Materials and Methods
Study subjects
Study inclusion criteria were biopsy-confirmed or mutation-proven Becker muscular dystrophy (BMD) or other clinically diagnosed muscular dystrophies, including limb girdle muscular dystrophy (LGMD), and ability to give informed consent. Exclusion criteria included positive pregnancy test; evidence of cardiomyopathy, pulmonary insufficiency, or renal insufficiency; history of local injury to upper extremities such as neuropathy, vascular injury (including arterial or venous thrombosis), surgery, or trauma; or compartment syndrome. The study was approved by the Office of Research Ethics of the University of North Carolina at Chapel Hill (IRB). Supplementary Material (available online at www.liebertpub.com/hum) includes the potential benefits and risks from consent form. Written informed consent was obtained from each subject. This study is registered on ClinicalTrials.gov with an identifier of NCT00873782.

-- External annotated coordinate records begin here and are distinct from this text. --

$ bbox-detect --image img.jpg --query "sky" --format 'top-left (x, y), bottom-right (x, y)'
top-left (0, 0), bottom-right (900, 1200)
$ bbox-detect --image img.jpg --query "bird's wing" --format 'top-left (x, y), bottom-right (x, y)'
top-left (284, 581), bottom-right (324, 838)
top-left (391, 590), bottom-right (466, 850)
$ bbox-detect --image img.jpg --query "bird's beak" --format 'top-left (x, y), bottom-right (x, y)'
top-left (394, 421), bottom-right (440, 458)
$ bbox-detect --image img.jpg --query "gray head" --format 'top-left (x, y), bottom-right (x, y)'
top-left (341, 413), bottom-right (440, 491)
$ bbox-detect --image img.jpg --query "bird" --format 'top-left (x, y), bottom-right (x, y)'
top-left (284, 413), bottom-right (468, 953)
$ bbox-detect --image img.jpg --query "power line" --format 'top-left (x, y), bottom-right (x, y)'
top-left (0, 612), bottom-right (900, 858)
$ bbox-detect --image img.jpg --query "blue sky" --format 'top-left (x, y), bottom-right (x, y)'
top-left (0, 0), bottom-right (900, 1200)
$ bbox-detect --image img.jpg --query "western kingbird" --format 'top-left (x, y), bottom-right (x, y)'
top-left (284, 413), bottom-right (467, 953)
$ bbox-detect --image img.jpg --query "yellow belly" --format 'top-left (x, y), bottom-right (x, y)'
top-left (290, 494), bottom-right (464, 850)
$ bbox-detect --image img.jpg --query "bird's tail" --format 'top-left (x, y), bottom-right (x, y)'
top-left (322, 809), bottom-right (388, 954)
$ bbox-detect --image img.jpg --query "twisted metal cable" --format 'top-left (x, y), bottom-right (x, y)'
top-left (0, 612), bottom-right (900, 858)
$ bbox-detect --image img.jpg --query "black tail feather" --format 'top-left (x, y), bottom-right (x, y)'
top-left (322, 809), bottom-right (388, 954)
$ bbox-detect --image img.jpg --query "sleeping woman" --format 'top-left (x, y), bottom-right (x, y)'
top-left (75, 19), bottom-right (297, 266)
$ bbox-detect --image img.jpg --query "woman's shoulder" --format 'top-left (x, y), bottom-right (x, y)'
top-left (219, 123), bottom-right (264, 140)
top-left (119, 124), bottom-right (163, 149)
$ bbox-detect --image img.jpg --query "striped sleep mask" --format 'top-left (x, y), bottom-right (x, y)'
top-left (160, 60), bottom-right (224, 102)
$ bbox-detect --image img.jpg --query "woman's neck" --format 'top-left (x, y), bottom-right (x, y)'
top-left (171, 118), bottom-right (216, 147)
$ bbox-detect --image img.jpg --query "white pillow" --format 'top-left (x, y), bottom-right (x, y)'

Pre- and postperfusion studies
Outpatient pre- and postperfusion visits within 1 week of the perfusion included the following: Doppler ultrasound to assess venous and arterial damage,13 electrodiagnostic testing using standard neurographic techniques of four nerves (distal ulnar, anterior interosseus, posterior interosseus, and superficial radial nerves) in upper extremities performed in triplicate by the same examiner, quantitative muscle testing strength assessments with a handheld dynamometer (JTechAA104; JTech Medical, Salt Lake City, UT), and the action research arm test (ARAT). The ARAT assesses upper extremity function with four ordinal subscales: grasp, grip, pinch, and gross movement.14 Preperfusion studies were done bilaterally in the upper extremities. Postperfusion neurography and Doppler studies were only performed in the perfused arm. Also obtained at these visits were detailed history, neurological examination, basic metabolic panel (Na+, K+, Cl−, CO2, BUN, and creatinine), serum creatine kinase [CK], plasma and urine myoglobin, pregnancy test for women, and limb photos. Limb segmental volume (below shoulder) was measured by water immersion.
Perfusion procedure
The subjects were instructed to take no solid food after midnight and no liquids after 6 am. They were admitted to the pediatric intensive care unit the morning of the perfusion study. An intravenous catheter was placed in the peripheral vein of the control arm for blood draws and intravenous anesthesia (IVA). IVA was administered by a board-certified anesthesiologist with a combination of opioids, benzodiazepines, and propofol with monitoring following the American Society of Anesthesiology guidelines. Blood pressure, heart rate, EKG, respiratory rate, and pulse oximetry were continuously monitored. A Somanetics INVOS near-infrared oxygen monitor sensor (Somanetics Corporation, Troy, MI) was placed on each forearm to monitor distal limb tissue oxygenation,15 while a second pulse oximetry was placed onto the finger of the perfused limb.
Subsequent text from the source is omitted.